Running the US Bull Market Marathon

This second longest US bull market in history is raising questions as its upward climb continues. Where do we go from here? See why pace is key in running this marathon.

04.14.2017 - Fiduciary Trust Canada

Running the US Bull Market Marathon

It’s been called the “most hated bull market” of modern times. Bearish sentiment has accompanied its upward path through a sluggishly slow economic recovery. And yet, it’s now the second longest, second strongest bull market in US equities history. Where do we go from here? For a rising dividends perspective and growth opportunities viewpoint, we welcome Donald Taylor and Grant Bowers to this RoundTable. Here’s what they have to say about this seemingly tireless market.

Q: What kind of shape is this bull market currently in?

Donald Taylor: For the past several years, there’s been a lot of talk about what mightgo wrong. While respecting bearish arguments, the fact is we’ve been experiencing a stable, although somewhat fragile, environment where the economy muddles along with gross domestic product (GDP) at about 2%. This very slow economic recovery has been a generally favourable environment for stocks, stretching out the market upturn.
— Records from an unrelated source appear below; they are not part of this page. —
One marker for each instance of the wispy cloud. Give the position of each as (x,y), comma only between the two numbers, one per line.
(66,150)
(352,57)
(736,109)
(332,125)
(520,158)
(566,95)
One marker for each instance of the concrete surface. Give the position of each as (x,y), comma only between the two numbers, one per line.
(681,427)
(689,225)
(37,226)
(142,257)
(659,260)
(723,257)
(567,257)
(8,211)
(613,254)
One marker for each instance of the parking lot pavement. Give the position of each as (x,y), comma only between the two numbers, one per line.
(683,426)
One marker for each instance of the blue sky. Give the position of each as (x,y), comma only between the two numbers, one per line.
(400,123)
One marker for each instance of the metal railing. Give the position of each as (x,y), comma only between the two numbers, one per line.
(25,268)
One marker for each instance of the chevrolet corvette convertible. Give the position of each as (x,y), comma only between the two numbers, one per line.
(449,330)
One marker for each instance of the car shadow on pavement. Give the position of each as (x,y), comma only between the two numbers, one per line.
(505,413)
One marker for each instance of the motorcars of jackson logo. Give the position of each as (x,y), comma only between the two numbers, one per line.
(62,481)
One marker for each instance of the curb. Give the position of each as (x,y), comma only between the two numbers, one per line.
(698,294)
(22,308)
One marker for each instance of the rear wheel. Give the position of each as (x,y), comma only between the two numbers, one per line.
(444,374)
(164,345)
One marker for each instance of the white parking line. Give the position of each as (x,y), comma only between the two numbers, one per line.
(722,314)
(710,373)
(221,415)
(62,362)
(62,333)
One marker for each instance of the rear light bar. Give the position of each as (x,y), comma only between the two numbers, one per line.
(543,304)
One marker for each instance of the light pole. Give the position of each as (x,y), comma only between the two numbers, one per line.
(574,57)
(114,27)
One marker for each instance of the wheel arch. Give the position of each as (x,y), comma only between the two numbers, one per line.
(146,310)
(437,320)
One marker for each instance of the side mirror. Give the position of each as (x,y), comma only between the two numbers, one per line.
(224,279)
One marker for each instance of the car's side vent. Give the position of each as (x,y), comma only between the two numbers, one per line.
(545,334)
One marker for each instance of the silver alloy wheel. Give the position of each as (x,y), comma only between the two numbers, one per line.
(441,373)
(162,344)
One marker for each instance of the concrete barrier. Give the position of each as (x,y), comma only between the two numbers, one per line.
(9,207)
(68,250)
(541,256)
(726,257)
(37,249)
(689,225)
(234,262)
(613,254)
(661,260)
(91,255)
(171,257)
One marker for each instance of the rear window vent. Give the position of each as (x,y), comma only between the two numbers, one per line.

Right now, I don’t see pieces in place for that dynamic to change much in the near to intermediate term.

Grant Bowers: Just because a bull market is old, doesn’t mean it’s losing strength. We expect the upward trend in US equities to continue, supported by stable economic growth, strong corporate earnings and benign inflation and interest rates. I think markets have behaved rationally thus far in 2017, responding to good news. Consider that this year, the S&P 500 Index has reported the first two consecutive periods of double-digit earnings growth since the latter half of 2011.

For the first time in a long time, we’re also seeing positive global GDP growth. For instance, Euro area GDP outpaced the US economy over the last year and corporate profits in the region have been accelerating. We see that region as being in the middle stage of a multi-year growth cycle, which should have positive effects for the US economy and equity markets.